Transplanted HS:caβ-catenin cells activate tbx16 cell-autonomously. (A, C) Transplanted cells in the progenitor population are identified in blue. Cell-autonomous expression of tbx16 is not apparent in control cells (B) but is apparent in cells with HS:caβ-catenin (D). (E) Quantification of all transplanted cells within the tailbud from the same experiment as shown in A-D. At both 6 and 8 hrs post-heat shock, cells expressing caβ-catenin were less likely to express ntl and more likely to express tbx16 than control transplanted cells. At 6 hours post-heat shock, 151 cells were analyzed from 16 embryos (control) and 190 cells were scored from 19 embryos (HS:caβ-catenin); the distribution of control cells was different from HS:caβ-catenin cells (chi-square; P=0.052).
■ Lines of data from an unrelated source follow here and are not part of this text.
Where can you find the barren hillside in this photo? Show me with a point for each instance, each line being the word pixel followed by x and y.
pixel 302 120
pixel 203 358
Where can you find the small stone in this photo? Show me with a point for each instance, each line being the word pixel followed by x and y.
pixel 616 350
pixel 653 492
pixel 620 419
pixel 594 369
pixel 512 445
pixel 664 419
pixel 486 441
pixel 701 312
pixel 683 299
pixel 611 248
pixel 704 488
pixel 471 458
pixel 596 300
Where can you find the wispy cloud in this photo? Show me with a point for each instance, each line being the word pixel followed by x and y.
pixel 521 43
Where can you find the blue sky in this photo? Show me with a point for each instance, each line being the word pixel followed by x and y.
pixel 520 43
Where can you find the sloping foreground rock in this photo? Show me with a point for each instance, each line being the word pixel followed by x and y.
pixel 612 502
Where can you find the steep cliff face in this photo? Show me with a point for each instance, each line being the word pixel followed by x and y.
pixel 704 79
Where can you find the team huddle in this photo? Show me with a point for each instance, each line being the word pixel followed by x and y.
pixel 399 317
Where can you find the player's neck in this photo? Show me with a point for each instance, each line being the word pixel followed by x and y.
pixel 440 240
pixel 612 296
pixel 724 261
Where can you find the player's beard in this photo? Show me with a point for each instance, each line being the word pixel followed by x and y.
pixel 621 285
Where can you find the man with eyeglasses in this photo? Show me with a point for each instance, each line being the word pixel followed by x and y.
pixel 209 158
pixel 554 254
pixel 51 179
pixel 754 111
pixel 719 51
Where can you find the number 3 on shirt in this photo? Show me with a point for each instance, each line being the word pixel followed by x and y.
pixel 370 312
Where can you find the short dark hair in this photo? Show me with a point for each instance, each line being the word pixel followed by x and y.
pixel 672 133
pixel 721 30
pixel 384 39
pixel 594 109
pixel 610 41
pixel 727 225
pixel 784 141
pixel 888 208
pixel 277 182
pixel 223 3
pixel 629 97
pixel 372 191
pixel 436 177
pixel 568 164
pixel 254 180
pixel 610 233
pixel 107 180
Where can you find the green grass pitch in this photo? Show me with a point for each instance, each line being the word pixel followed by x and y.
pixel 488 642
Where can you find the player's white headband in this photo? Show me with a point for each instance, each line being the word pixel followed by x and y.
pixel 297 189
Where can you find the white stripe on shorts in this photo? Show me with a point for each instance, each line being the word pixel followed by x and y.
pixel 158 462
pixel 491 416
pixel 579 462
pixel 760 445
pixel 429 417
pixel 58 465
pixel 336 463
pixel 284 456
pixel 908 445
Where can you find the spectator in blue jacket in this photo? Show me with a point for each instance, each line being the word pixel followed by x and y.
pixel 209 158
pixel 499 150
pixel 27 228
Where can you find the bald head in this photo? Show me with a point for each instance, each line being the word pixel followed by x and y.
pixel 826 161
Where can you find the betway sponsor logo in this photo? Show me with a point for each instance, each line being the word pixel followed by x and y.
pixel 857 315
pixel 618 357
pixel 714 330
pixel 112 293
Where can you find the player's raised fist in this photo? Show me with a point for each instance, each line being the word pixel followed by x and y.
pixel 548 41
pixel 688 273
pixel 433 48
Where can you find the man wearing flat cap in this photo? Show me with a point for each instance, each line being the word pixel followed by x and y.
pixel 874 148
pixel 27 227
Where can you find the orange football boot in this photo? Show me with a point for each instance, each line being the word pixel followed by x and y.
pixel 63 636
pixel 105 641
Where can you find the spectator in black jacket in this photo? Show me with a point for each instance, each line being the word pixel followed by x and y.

At 8 hours post-heat shock, 131 cells were analyzed from 15 embryos (control) and 99 cells were scored from 14 embryos (HS:caβ-catenin); the distribution of control cells was significantly different from HS:caβ-catenin cells (chi-square; P<0.01).

sox2 and ntl increase when Tbx16 and Msgn1 are depleted. Whole mount in situ hybridization shows a decrease in pcdh8 expression in embryos (A, B; 13 controls and 12 morphants) injected with tbx16 MO;msgn1 MO (B). sox2 expression (C, D; 11 controls and 13 morphants) and ntl expression (E, F; 16 controls and 10 morphants) increase in embryos injected with tbx16 MO;msgn1 MO (D, F).